MUSICAL FIGURES RESULTING FROM SOUND.
Cover the mouth of a wine glass, having a foot-stalk, with a thin sheet of membrane, over which scatter a layer of fine sand. The vibrations excited in the air by the sound of a musical instrument, held within a few inches of the membrane, will cause the sand on its surface to form regular lines and figures with astonishing celerity, which vary with the sound produced.
TO MAKE A CARD JUMP OUT OF THE PACK.
Let any person draw a card, and afterwards put it into the pack, but take care that you know where to find it at pleasure. This you may do by having forced it.

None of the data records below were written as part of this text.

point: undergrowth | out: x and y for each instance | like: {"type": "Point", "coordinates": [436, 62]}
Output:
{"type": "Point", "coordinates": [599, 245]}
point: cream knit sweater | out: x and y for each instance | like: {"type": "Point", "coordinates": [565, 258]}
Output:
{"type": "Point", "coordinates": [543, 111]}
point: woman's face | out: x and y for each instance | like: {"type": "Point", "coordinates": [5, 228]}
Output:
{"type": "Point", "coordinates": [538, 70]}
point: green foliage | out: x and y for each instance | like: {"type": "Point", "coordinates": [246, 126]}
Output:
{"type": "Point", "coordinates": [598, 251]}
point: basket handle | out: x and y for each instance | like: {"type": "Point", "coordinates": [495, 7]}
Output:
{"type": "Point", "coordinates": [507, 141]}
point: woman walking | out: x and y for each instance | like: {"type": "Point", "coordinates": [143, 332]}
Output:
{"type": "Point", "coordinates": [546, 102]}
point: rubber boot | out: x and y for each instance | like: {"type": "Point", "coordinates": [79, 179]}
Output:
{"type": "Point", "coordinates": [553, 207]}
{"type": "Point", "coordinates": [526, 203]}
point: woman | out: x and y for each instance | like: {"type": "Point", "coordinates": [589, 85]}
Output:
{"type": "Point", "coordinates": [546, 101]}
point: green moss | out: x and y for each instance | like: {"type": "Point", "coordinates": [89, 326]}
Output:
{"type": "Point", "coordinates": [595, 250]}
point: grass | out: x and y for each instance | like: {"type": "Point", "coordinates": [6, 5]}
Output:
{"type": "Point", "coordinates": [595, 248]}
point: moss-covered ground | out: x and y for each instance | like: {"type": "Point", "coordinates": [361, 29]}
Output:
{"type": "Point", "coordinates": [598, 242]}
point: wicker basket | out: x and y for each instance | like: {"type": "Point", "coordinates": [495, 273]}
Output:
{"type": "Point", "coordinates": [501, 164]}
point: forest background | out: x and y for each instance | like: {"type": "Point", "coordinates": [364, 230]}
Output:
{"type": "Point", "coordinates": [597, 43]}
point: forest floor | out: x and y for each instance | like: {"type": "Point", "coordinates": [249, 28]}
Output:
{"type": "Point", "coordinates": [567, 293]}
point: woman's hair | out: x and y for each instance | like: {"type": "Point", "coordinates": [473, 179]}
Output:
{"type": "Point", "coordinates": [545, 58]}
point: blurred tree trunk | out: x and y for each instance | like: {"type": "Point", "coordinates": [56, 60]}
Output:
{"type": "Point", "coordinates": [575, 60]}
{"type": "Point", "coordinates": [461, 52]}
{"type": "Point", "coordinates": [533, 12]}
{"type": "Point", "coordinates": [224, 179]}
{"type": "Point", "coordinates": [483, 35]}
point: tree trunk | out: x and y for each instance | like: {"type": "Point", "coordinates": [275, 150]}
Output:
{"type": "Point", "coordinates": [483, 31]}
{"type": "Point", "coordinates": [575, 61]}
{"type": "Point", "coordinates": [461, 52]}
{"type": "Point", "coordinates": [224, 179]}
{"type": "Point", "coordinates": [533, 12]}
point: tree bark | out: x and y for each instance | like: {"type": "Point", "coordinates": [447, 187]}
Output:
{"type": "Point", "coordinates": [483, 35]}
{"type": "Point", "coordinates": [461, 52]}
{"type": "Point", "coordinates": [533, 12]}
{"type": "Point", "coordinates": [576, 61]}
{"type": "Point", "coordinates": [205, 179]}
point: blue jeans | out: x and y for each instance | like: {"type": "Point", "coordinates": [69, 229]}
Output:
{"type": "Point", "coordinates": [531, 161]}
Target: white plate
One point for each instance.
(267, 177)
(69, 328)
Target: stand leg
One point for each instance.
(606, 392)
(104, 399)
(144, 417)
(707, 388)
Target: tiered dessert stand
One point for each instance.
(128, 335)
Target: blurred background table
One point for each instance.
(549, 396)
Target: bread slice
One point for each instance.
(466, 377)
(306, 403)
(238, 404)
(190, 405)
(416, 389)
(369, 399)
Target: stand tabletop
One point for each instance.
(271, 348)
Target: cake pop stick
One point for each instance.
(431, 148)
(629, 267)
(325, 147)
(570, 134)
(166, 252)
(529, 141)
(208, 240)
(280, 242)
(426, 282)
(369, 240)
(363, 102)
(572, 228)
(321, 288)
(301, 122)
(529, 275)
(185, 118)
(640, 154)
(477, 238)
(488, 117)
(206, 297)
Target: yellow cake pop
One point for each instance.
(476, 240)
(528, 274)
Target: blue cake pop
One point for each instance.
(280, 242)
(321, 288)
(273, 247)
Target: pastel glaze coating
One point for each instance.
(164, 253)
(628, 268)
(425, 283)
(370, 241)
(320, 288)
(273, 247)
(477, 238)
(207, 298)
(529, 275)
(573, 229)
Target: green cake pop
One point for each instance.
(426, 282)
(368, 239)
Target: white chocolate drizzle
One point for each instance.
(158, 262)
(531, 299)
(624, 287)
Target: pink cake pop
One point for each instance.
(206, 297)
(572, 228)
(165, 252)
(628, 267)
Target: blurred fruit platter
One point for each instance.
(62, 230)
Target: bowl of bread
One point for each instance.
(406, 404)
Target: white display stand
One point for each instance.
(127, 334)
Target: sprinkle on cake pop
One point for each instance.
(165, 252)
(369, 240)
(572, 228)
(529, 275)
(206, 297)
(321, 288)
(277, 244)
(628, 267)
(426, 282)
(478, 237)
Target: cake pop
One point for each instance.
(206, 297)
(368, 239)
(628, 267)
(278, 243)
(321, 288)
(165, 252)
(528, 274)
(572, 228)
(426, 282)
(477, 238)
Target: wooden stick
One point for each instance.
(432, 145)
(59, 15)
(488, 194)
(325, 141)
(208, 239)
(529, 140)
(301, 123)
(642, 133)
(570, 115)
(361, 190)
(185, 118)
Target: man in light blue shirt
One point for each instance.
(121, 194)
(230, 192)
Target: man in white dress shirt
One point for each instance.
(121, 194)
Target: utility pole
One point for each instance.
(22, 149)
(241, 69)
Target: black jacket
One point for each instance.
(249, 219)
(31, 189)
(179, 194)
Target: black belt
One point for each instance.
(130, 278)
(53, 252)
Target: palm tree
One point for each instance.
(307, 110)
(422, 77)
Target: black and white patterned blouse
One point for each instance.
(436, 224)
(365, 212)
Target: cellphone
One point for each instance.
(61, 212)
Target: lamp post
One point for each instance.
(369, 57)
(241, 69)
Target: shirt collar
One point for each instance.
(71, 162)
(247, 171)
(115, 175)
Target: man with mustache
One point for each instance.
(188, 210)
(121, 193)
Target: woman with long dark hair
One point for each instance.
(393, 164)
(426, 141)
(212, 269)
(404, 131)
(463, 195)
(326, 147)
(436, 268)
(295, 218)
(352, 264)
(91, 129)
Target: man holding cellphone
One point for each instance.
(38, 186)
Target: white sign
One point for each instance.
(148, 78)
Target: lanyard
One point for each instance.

Then put a piece of wax under the thumb-nail of your right hand, and fasten a hair by it to your thumb, and the other end of the hair, by the same means, to the card chosen: spread the pack upon the table, and, making use of any words you think fit, make it jump from the pack about the table.
THE TELL-TALE CARDS.
Tell any one to shuffle the pack, to take off the upper card, and to notice it, then to lay it on the table, with its face downward, and put so many cards upon it as will make up thirteen with the number of spots on the noted card.
For instance: if the card which the person first looked at was a king, queen, knave, or ten, bid him lay that card with its face downward, calling it ten; upon that let him lay another, calling it eleven; upon that, another, calling it twelve; and upon that, another, calling it thirteen; then bid him take off the next uppermost card: suppose it to be an eight, let him lay it down on another part of the table, calling it eight; upon the latter another, calling it nine, and so on in the same way, until he makes that heap up to thirteen; then let him go to the next uppermost card, and so proceed to lay out the third parcel in the same way as the two preceding, and should the uppermost card be an ace, he must lay it down, calling it one, the next two, &c.
All this should be done either while you are out of the room, or your back is turned; upon your turning round, you take the cards which have been left; your object being to count, without its being perceived, how many there are remaining, you throw aside the three top cards, and lay the next three on the table, with their faces upward; then throw away one, then turn up one, and so on in the same way, until you ascertain how many cards they are; we will suppose that you find twenty-five cards left; deduct ten, when the remaining fifteen will be the number of all the spots contained in all the bottom cards of the three heaps, counting the court cards as ten; you must recollect that ten is, in all cases, the number to be deducted from the cards remaining. Having found that fifteen is the number of spots on the cards, do not declare it at once; but select from those cards which lie on the table, face uppermost, three or four which added together will make fifteen.
For instance: should there be a deuce, a five, and an eight, lay them aside for a moment, and taking the other cards from which you selected the three, put them along with those which you previously rejected; you now hand the three telltale cards to any person, assuring him that the number of pips on those cards will be the same as those on the bottom cards of the three heaps, which will be found to be the case.